Among these concerns has been that the bill could help enrich major media concerns or companies like Alden Global Capital that have swept up ownership of newsrooms in recent years. A similar fight cropped up when Australia passed a similar bill, which AB 886’s authors looked to as part of their inspiration.
“I think in Australia, the way that the debate took shape was sort of Mark Zuckerberg versus Rupert Murdoch,” Wicks said. “That is not a fight I care about. I don’t care about either of them.”
Wicks and others on the bill’s team have been talking with ethnic media and smaller publications to ensure they have a seat at the table. She said the team is also looking at amendments to ensure publications “have a significant California footprint.”
The California News Publishers Association has been a consistent supporter of AB 886, with its general counsel Brittney Barsotti helping craft the bill’s language and amendments. “It’s an incredibly important bill,” Barsotti said. “Legislators from our conversations seem to understand that there is a problem.”
Another group that’s weighed in on the bill’s language since early in AB 886’s legislative process has been the Washington, D.C.-based News Media Alliance.
“Our audiences have exponentially grown over the past 10 years and the opposite trajectory of our revenue has plummeted,” said Danielle Coffey, who became CEO of that organization on June 1 and was previously its general counsel. “If you looked at the arrows pointing, it’s almost the exact opposite.”
AB 886 has had little opposition thus far from other legislators, passing the Assembly Committee on Privacy and Consumer Protection on April 25 by a 9-0 vote and the Assembly Judiciary Committee on May 2 by 10-0. It’s also attracted a Republican co-author, Bill Essayli, who didn’t respond to a request for comment, along with Democratic co-author Josh Lowenthal.
Why the Opposition Hasn’t Gone Away
In addition to EFF, there are other civil liberties groups opposing AB 886, including the ACLU of Northern California. The digital news organization CalMatters has come out against the bill, too.
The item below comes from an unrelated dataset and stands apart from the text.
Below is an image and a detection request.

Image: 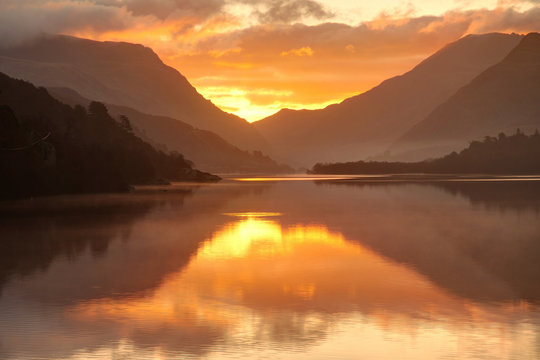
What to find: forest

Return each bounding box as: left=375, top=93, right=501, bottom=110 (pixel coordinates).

Chris Krewson is executive director of Local Independent Online News, or LION Publishers, which provides training and other programs to digital publishers, many of them small operations. Krewson, whose group opposed AB 886 while it was in the Assembly, said changes have made the bill “less bad,” but that he still fundamentally disagrees with its premise.
“This is just not written with those very small publishers in mind,” Krewson said.
While Krewson, a former journalist, doesn’t hide the fact that Google and Facebook underwrite LION’s programs, his company isn’t the only one to have benefited from tech. “It’s hard for me to argue that Google’s not paying its fair share to The New York Times, which I read,” Krewson said. “They have a significant nine-figure deal… That’s relatively recent.”
But perhaps the most unusual dissent from a tech-heavy group of opponents comes from Trendacosta: That bills like AB 886 would make it harder to break up arguable monopolies such as Facebook and Google.
“Because now, you’ve tied the fortunes of news to the fortunes of those companies,” Trendacosta said.